Andrea se inclinó hacia él y le bajó la cremallera de los vaqueros. Buscó con los dedos en el interior de sus pantalones y encontró su erección.

—Parece que sí estás a la altura.

—Eso parece.

Ella extrajo su pene con dificultad. Con un movimiento, pasó una pierna por encima del sillón y se sentó encima de él a horcajadas. Separando con una mano los labios de su vagina y sosteniendo con la otra el miembro de él, se deslizó hasta introducírselo.

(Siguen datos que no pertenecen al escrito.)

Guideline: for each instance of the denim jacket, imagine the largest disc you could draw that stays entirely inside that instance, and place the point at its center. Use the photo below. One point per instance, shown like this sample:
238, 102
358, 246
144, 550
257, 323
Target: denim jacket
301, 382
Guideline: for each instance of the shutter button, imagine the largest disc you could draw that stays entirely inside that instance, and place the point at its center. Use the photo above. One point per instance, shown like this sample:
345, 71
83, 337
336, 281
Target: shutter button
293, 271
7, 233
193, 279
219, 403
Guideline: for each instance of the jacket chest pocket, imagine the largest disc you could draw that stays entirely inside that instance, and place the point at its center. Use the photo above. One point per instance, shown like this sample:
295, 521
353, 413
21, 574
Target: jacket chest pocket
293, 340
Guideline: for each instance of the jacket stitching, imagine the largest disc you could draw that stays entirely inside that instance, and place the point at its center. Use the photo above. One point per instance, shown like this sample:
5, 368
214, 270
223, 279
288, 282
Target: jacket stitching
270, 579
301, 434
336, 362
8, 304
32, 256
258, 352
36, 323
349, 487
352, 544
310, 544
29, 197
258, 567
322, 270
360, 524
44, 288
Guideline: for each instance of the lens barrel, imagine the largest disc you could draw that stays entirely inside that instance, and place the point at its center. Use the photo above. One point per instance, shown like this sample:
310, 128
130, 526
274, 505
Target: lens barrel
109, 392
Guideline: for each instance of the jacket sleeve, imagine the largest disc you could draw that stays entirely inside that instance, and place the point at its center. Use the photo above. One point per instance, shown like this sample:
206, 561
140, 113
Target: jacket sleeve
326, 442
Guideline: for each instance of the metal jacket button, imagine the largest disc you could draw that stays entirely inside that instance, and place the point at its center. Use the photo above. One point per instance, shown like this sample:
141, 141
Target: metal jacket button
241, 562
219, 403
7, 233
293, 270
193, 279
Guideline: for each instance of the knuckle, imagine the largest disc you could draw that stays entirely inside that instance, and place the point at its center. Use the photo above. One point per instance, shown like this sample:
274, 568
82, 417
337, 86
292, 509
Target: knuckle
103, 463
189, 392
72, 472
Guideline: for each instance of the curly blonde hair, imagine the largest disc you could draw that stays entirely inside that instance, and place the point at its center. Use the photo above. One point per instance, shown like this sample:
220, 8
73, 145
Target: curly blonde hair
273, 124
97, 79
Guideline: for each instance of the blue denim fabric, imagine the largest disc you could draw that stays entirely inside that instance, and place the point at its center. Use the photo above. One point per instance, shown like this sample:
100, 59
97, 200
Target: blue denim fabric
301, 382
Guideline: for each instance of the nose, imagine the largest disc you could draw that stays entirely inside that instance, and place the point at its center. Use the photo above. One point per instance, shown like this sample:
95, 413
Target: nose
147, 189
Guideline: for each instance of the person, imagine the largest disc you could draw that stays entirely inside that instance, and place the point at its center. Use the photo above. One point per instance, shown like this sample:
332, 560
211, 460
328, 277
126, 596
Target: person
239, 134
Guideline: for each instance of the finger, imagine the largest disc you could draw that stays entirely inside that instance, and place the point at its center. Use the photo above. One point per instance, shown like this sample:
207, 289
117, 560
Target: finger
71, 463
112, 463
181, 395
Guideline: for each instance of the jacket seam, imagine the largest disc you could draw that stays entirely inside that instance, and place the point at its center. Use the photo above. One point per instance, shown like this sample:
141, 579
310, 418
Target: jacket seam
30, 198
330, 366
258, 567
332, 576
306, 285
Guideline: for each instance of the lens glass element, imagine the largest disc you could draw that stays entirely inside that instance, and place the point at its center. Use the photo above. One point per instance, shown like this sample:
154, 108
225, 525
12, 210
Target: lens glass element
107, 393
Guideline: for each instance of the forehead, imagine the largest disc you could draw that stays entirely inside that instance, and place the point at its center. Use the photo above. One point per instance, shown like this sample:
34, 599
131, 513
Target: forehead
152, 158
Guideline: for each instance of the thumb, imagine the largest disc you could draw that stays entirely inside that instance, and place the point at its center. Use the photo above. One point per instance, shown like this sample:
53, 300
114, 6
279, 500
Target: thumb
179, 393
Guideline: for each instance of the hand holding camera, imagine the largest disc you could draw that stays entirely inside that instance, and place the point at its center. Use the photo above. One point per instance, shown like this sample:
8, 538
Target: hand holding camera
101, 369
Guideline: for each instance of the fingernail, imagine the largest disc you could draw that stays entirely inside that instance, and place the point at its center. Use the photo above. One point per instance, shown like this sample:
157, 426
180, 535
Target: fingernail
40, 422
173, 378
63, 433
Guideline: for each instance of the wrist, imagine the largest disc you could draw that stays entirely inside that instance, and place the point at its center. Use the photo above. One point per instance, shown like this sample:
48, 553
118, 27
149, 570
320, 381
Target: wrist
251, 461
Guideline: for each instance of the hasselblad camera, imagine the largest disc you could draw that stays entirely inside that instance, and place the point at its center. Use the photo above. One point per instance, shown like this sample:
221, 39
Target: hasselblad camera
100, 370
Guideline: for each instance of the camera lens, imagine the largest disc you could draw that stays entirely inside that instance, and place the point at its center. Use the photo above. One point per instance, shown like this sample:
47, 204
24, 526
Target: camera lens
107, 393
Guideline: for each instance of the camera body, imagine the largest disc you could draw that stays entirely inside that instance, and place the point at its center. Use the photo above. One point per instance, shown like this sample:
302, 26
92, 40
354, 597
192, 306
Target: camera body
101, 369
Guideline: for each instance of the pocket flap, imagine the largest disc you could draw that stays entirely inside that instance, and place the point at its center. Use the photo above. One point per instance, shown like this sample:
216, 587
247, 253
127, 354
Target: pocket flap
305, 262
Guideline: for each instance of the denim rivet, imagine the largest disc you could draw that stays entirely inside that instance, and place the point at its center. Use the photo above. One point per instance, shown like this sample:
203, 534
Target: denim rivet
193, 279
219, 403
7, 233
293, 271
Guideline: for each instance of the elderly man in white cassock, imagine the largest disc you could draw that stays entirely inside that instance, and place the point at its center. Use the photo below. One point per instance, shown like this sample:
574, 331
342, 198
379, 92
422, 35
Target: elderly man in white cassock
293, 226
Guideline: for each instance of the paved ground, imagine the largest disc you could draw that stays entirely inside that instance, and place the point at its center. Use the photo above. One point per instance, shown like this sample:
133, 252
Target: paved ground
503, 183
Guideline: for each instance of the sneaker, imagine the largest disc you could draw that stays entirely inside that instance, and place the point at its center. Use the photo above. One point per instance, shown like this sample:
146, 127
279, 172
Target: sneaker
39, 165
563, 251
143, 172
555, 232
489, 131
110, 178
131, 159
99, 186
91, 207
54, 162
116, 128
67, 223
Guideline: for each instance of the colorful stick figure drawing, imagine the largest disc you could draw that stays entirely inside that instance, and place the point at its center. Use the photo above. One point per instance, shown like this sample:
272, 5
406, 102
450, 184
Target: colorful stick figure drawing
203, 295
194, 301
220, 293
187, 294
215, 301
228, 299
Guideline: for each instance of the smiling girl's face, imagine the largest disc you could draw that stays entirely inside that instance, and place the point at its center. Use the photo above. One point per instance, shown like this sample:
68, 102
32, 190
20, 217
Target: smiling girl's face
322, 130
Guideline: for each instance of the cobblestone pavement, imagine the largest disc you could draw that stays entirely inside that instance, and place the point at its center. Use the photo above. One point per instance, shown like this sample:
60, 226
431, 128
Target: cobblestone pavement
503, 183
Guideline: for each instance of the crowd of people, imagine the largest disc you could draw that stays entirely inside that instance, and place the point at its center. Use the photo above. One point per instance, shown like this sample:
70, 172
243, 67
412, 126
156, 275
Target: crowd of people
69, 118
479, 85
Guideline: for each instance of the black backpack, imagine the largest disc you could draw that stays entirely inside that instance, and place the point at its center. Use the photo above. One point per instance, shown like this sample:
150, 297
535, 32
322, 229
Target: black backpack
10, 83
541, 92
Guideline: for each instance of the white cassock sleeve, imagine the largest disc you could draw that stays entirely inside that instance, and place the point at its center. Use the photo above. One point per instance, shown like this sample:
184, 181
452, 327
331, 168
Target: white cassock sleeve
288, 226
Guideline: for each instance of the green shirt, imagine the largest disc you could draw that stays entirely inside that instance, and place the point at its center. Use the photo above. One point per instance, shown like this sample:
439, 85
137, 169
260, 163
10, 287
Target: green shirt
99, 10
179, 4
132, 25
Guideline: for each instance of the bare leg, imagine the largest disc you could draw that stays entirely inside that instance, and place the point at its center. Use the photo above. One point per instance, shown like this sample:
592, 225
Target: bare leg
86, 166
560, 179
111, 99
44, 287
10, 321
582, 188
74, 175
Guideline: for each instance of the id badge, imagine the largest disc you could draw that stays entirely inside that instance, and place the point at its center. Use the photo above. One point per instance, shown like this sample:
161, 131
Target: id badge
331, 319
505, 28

Stride sintió cómo su pene se adentraba en sus húmedos pliegues y gimió.

—¿Te gusta?

—Me gusta.

—Bien.

Él le cogió los pechos y acarició sus pezones con las puntas de los dedos.

—Más fuerte —dijo ella.

Se los pellizcó y le apretó ambos pechos con sus grandes manos. Andrea gritó de placer, se acercó a él y le besó, metiéndole la lengua en la boca. Sus nalgas se movían al compás de su cuerpo, subiendo y bajando encima de él. Stride introdujo la mano en su montículo, encontró el clítoris y empezó a frotarlo con un movimiento circular.

El porche crujía y gemía. Igual que el sillón, que se quejaba bajo el martilleo combinado de los dos cuerpos.

Stride sintió cómo su miembro se dilataba. Ella le estaba conduciendo con rapidez a un maravilloso y embriagador orgasmo. También ella estaba a punto de correrse: echó la cabeza hacia atrás y en su rostro se dibujó una sonrisa salvaje. Stride se incorporó y apresó uno de sus pezones con la boca. Ella le estrechó la cabeza contra su pecho. Él lamió y succionó el pezón, y la sensación de la aureola erecta en su lengua lo llevó más allá de las estrellas.

Las caderas de Stride se elevaron hacia ella entre espasmos. Se corrió con la boca todavía cerrada en torno a su pecho. Andrea se echó a reír de una manera extraña.

—¡Dios! —murmuró, casi para sí misma—. Y el cabrón decía que yo era fría en la cama.